The Guardian writes that global warming doesn't affect only our land, but also our waters, especially the deep parts, thus two thousand meters below the surface, the temperatures of our seas have been continuously increasing. Usually, on land and at the surface of our waters, the temperature tends to fluctuate depending on the season and the year, but below, this doesn't seem to be happening.

Dr. Paul Durack, a scientist at the US Department of Energy’s Lawrence Livermore National Laboratory, said that "the ocean captures more than 90% of the imbalance of energy that we’re creating because of anthropogenic climate change."

Since the ocean isn't nearly as reflective as the land, it absorbs most of the heat, instead of dissipating it, which means that since 1971 and up until 2018, our oceans captured the equivalent of more than 25 billion Hiroshima bombs in terms of heat.

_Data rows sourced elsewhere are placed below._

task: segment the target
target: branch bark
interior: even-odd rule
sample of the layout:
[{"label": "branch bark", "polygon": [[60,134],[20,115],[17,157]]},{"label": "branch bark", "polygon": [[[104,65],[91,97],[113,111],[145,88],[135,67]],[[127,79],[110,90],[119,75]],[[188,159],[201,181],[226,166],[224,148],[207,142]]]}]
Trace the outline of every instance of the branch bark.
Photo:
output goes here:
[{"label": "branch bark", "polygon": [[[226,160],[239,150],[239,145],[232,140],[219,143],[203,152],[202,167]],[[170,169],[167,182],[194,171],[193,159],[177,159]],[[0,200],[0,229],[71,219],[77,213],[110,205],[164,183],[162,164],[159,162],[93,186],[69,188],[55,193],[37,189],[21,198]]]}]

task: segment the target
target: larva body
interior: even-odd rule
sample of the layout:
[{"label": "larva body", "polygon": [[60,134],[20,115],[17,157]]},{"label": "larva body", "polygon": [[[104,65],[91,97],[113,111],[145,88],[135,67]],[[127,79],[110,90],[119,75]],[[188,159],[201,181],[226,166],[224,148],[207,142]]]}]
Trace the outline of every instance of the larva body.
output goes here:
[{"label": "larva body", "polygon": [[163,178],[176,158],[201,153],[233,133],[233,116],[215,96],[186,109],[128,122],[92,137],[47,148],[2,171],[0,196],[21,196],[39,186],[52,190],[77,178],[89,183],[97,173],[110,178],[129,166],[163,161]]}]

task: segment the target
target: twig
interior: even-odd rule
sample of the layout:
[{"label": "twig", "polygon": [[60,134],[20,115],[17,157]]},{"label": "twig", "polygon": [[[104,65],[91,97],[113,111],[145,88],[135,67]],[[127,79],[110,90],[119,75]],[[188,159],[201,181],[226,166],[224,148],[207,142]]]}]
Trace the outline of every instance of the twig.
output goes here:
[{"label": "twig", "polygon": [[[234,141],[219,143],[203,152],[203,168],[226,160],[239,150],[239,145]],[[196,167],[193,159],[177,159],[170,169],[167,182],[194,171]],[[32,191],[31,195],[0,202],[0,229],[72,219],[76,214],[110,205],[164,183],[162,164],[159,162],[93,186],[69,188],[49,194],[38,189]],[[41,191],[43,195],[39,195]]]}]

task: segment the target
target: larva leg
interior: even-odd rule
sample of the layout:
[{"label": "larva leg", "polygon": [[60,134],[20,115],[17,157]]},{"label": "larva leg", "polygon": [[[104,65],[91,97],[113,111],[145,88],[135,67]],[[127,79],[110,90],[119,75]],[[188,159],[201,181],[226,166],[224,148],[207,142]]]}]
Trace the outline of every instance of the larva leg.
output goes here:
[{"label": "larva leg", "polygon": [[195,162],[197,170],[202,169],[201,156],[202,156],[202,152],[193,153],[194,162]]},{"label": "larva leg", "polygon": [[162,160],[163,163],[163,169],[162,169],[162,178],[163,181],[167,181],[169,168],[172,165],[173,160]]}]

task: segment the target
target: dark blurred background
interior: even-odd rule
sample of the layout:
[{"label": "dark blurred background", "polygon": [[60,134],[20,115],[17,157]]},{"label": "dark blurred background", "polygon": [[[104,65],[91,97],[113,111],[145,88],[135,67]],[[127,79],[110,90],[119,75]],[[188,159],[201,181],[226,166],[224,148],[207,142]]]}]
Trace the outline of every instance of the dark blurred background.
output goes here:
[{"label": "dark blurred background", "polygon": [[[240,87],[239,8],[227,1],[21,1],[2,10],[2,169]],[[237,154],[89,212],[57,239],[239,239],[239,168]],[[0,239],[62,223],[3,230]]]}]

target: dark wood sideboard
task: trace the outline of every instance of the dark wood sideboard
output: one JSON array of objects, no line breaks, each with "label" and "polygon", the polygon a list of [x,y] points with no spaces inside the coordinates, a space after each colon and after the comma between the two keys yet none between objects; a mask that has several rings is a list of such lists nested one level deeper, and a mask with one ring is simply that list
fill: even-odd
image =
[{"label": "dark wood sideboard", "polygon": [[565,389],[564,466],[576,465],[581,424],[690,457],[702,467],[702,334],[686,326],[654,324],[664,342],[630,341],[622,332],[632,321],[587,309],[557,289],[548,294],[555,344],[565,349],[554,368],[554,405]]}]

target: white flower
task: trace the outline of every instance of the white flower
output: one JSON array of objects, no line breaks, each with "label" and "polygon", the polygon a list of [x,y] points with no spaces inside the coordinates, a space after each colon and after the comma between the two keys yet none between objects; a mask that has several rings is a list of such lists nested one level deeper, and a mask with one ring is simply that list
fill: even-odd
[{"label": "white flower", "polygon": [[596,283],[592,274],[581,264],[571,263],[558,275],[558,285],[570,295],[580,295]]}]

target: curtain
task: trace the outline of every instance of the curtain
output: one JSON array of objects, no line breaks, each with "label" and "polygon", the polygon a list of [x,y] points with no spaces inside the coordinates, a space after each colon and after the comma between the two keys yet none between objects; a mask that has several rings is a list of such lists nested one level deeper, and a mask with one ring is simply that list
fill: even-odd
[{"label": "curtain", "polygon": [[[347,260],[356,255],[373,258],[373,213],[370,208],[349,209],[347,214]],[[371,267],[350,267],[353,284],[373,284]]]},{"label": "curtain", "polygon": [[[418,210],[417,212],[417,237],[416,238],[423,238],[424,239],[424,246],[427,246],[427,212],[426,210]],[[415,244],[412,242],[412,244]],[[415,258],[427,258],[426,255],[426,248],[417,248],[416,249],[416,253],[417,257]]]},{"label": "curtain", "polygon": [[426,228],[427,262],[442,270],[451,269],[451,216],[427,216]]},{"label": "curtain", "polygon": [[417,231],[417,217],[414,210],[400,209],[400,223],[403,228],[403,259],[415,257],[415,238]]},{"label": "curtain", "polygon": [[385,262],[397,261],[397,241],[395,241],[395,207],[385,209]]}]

While it was only after the 2000s when scientists were able to get reliable data to assess the heating of our oceans, they were also able to track what happened prior to that, through observation and climate models.

Dr Bernadette Sloyan, researcher at Australia’s CSIRO government science agency, said that "when we look at the climate models and compare them with the observations, we get consistent results across that simulated Earth and the real Earth. They’re all showing consistent warming."

The rising of the oceans' temperatures has multiple effect on Earth's climate, she says, as "adding that heat has come with ocean acidification, rising sea levels and changes in the frequency of extreme weather."

"The oceans have stored the problem. But it’s coming back to bite us", Professor Matthew England, an oceanographer and climate scientist at the University of New South Wales, concluded.